Shin Satellite Public Company Limited (SSPCL), Thailand's only satellite operator, plans to fund the cost of construction of a new broadband satellite IPStar-1 via a combination of 15% equity stake and 85% export financing.
The project will be carried out through an initially wholly-owned vehicle, but SSPCL intends to sell up to 49% of the company to national service operations (NSOs), and other strategic investors. Passive financial investors such as banks will not be able to take a stake in that company, says Richard Jones, director of investor relations.
US-based Loral Space & Communications will be constructing the satellite, and the Export Import Bank of the United States is to provide the export finance. How the debt will be secured has not yet been revealed. SSPCL expects to repay 15% equity within three years based on projections of its earnings before cash. Jones says that this financing structure was only one of "many alternatives", but admits that having Loral on board gave the company credibility when approaching US ExIm.
Costs away
Other costs associated with the project such as gateways that will allow consumers to use broadband, and launch costs, will be funded equally through pre-sales of bandwidth, and equity.
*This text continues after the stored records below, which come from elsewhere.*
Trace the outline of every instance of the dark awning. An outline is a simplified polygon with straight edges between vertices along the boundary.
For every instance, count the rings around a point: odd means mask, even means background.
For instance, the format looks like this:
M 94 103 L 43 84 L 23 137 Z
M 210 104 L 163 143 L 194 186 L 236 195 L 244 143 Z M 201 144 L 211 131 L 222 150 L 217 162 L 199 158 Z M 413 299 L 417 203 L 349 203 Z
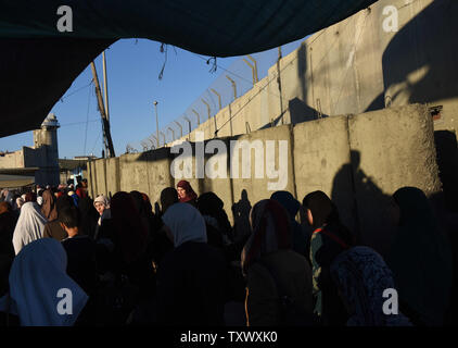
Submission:
M 72 82 L 119 38 L 148 38 L 229 57 L 316 33 L 376 0 L 3 1 L 0 9 L 0 136 L 38 128 Z M 58 8 L 73 10 L 60 33 Z

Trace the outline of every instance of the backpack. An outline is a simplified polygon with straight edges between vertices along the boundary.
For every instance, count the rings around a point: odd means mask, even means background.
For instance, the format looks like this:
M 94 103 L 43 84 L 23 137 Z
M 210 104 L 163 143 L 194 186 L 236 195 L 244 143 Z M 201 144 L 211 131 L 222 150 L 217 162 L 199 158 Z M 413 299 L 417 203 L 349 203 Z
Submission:
M 311 313 L 307 313 L 301 306 L 297 306 L 294 299 L 287 294 L 284 287 L 281 286 L 276 272 L 264 260 L 257 260 L 270 274 L 277 286 L 279 296 L 278 302 L 280 308 L 278 325 L 280 326 L 313 326 L 314 319 Z

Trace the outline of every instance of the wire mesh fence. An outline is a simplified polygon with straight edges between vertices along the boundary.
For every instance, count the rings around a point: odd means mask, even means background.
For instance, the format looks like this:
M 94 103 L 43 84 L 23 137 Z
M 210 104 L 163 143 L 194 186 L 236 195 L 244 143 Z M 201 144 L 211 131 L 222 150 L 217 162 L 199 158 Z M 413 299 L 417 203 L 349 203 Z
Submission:
M 297 49 L 302 40 L 291 42 L 281 48 L 282 55 Z M 267 76 L 268 70 L 279 58 L 279 49 L 241 57 L 229 66 L 220 64 L 216 59 L 199 55 L 203 63 L 213 64 L 218 73 L 215 80 L 196 98 L 182 114 L 160 127 L 157 132 L 142 140 L 128 144 L 126 152 L 147 151 L 163 147 L 190 134 L 200 124 L 215 116 L 219 110 L 237 98 L 246 94 L 254 85 Z

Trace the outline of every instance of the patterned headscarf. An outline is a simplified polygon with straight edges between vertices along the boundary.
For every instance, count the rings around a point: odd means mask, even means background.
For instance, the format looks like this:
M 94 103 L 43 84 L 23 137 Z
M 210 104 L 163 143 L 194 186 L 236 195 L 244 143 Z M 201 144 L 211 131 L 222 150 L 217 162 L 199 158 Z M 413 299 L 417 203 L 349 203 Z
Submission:
M 192 189 L 191 184 L 189 184 L 189 182 L 187 182 L 187 181 L 180 181 L 177 184 L 177 188 L 178 187 L 181 187 L 186 191 L 185 198 L 181 198 L 180 197 L 180 202 L 181 203 L 186 203 L 186 202 L 188 202 L 188 201 L 190 201 L 192 199 L 196 199 L 198 198 L 198 195 L 194 192 L 194 190 Z
M 162 216 L 174 236 L 174 247 L 187 241 L 207 243 L 205 220 L 191 204 L 175 203 Z
M 382 257 L 368 247 L 354 247 L 339 254 L 331 265 L 345 303 L 354 311 L 348 326 L 410 326 L 400 312 L 384 314 L 385 289 L 395 289 L 393 274 Z
M 244 274 L 264 254 L 292 247 L 290 217 L 279 202 L 273 199 L 258 201 L 251 217 L 253 233 L 242 250 Z
M 129 194 L 125 191 L 116 192 L 110 207 L 113 225 L 119 236 L 119 247 L 124 261 L 132 263 L 147 248 L 148 229 Z
M 54 221 L 55 219 L 58 219 L 55 196 L 52 195 L 51 190 L 47 189 L 46 191 L 43 191 L 42 198 L 43 203 L 41 206 L 41 212 L 43 213 L 44 217 L 48 219 L 48 221 Z

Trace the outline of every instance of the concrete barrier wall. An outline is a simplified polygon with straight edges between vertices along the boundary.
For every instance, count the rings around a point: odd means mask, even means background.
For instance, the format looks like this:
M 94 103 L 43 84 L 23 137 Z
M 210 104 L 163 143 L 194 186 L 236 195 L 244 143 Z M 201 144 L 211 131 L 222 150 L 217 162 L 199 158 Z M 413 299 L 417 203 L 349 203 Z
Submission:
M 209 151 L 205 141 L 205 146 L 189 145 L 192 147 L 192 178 L 186 179 L 198 195 L 211 190 L 218 195 L 232 223 L 234 204 L 247 207 L 247 213 L 257 201 L 269 198 L 277 189 L 292 192 L 300 201 L 308 192 L 322 190 L 336 203 L 342 221 L 359 241 L 384 253 L 392 236 L 385 212 L 394 191 L 403 186 L 419 187 L 427 195 L 441 190 L 433 121 L 425 105 L 326 117 L 219 140 L 227 150 L 226 177 L 209 178 L 208 173 L 204 178 L 196 177 L 196 147 Z M 251 146 L 257 141 L 264 165 L 260 178 L 255 177 L 254 149 L 249 177 L 243 177 L 242 163 L 246 161 L 243 150 L 239 151 L 238 177 L 234 173 L 230 175 L 237 162 L 236 157 L 230 156 L 233 140 L 239 145 L 247 141 Z M 275 147 L 270 163 L 266 156 L 269 141 Z M 279 153 L 281 141 L 285 145 L 284 153 Z M 176 187 L 181 179 L 170 173 L 170 165 L 179 156 L 170 153 L 169 148 L 162 148 L 91 162 L 88 164 L 90 191 L 107 194 L 103 190 L 117 187 L 124 191 L 139 190 L 147 192 L 154 204 L 160 201 L 163 188 Z M 213 153 L 206 153 L 204 165 L 214 160 Z M 215 162 L 213 164 L 217 167 Z M 279 178 L 273 175 L 268 178 L 268 169 L 285 171 L 282 187 L 269 188 L 268 184 L 278 183 Z
M 335 116 L 294 126 L 294 173 L 297 198 L 315 190 L 326 192 L 341 219 L 355 228 L 348 117 Z
M 416 104 L 351 116 L 348 129 L 361 241 L 385 250 L 394 233 L 390 197 L 403 186 L 441 190 L 433 122 Z

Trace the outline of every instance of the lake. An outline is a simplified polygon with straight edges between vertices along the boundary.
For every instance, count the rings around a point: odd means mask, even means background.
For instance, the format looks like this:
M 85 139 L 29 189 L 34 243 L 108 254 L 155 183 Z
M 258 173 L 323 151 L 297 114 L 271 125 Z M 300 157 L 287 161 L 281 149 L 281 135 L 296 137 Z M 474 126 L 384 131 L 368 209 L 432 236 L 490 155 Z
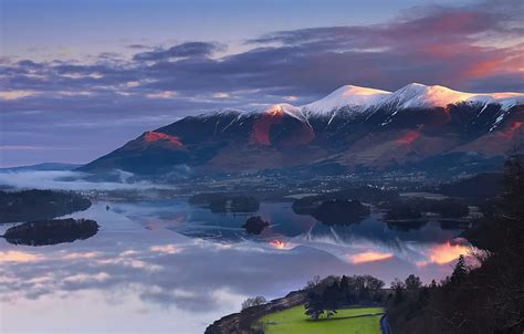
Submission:
M 106 209 L 106 206 L 109 209 Z M 13 246 L 0 239 L 1 333 L 202 333 L 314 275 L 443 279 L 468 252 L 460 233 L 429 222 L 399 230 L 368 219 L 329 227 L 263 202 L 271 226 L 250 236 L 252 215 L 212 213 L 182 200 L 95 202 L 67 217 L 96 220 L 96 236 L 73 243 Z M 0 232 L 9 225 L 0 226 Z

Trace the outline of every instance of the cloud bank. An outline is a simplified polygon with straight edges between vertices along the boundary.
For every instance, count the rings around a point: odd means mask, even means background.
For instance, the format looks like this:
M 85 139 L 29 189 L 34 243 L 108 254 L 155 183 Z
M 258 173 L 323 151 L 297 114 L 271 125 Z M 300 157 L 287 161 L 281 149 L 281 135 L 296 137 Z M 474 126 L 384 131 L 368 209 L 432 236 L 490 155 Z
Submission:
M 219 42 L 188 41 L 130 44 L 130 58 L 108 51 L 90 61 L 2 59 L 1 144 L 51 148 L 10 149 L 0 163 L 85 163 L 186 115 L 282 101 L 300 105 L 345 84 L 522 92 L 520 13 L 514 0 L 432 6 L 381 24 L 272 32 L 245 41 L 240 53 Z

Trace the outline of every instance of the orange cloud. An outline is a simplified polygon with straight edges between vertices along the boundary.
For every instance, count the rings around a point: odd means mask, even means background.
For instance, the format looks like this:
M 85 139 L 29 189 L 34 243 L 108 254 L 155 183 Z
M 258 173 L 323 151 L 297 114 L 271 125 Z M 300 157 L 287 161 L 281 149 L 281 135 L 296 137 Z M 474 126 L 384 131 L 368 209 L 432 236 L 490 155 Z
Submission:
M 451 244 L 450 242 L 434 246 L 428 251 L 428 259 L 426 261 L 417 262 L 417 265 L 428 265 L 430 263 L 447 264 L 457 259 L 460 255 L 468 255 L 470 248 L 463 244 Z
M 391 259 L 392 257 L 392 253 L 380 253 L 377 251 L 366 251 L 355 255 L 348 255 L 349 261 L 352 261 L 354 264 L 384 261 Z

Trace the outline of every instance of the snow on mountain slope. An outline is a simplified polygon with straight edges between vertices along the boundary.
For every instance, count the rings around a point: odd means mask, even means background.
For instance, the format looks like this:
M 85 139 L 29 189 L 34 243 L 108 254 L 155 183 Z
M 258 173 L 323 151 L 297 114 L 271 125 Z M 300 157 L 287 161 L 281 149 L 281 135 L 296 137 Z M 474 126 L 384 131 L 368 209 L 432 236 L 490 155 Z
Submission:
M 387 97 L 389 94 L 390 92 L 387 91 L 346 85 L 324 98 L 302 106 L 302 108 L 314 113 L 327 113 L 344 106 L 365 109 Z
M 324 98 L 302 106 L 303 111 L 314 114 L 329 113 L 348 106 L 350 109 L 364 112 L 368 108 L 391 106 L 395 108 L 446 107 L 457 103 L 497 103 L 503 109 L 524 104 L 524 93 L 464 93 L 444 86 L 427 86 L 412 83 L 392 93 L 353 85 L 343 86 Z
M 447 106 L 457 103 L 499 103 L 503 109 L 524 103 L 523 93 L 463 93 L 444 86 L 427 86 L 412 83 L 391 93 L 381 100 L 379 105 L 390 105 L 398 108 L 423 108 Z

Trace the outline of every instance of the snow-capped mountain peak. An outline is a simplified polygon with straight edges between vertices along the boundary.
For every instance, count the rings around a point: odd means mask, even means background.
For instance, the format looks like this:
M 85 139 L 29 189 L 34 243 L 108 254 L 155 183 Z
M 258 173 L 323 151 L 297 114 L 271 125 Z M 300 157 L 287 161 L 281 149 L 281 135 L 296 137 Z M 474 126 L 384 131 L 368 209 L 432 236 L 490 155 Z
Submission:
M 327 113 L 344 106 L 366 108 L 388 96 L 390 92 L 345 85 L 326 97 L 302 106 L 303 109 L 314 113 Z
M 323 114 L 342 107 L 364 112 L 384 106 L 405 109 L 446 107 L 457 103 L 484 105 L 497 103 L 503 109 L 509 109 L 514 105 L 524 104 L 524 93 L 464 93 L 440 85 L 428 86 L 420 83 L 408 84 L 395 92 L 346 85 L 324 98 L 302 106 L 302 109 Z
The entire IPStar-1 project (satellite plus associated costs) is expected to amount to $350 million. Jones says that, so far, eight large Asian telecommunications companies have signed memoranda of understanding (MOUs), and within the next year and a half, SSPCL intends to turn the MOUs into contracts. Jones says that even if only 15% of the total bandwidth capacity of the satellite was sold, this would pay for about 50% of the cost of the entire project. SSPCL is unable to reveal the MOU partners.
SSPCL intends to reduce the debt to equity ratio of the whole project to 1:1 within 3 years. Dr Dumrong Kasemset, chairman of SSPCL has said that the worst case scenario for the satellite is a debt to equity ratio of 1.8 to 1 within the same time frame.
IPStar-1 will be the first of SSPCL's four satellites to offer a broadband service, which will increase the transmission speed of the internet, video, television and two-way communications between users.
In the fourth quarter of this year, the satellite operator will begin manufacturing a proprietary satellite terminal that is claimed to double the capacity of existing satellite bandwidth. SSPCL has spent almost $2 million developing the technology for the terminal with an expected cost of approximately $1,000 per terminal in volume production. SSPCL will announce its second quarter earnings tomorrow August 9, in an analyst briefing when more details regading the finacing of its build-out will be forthcoming.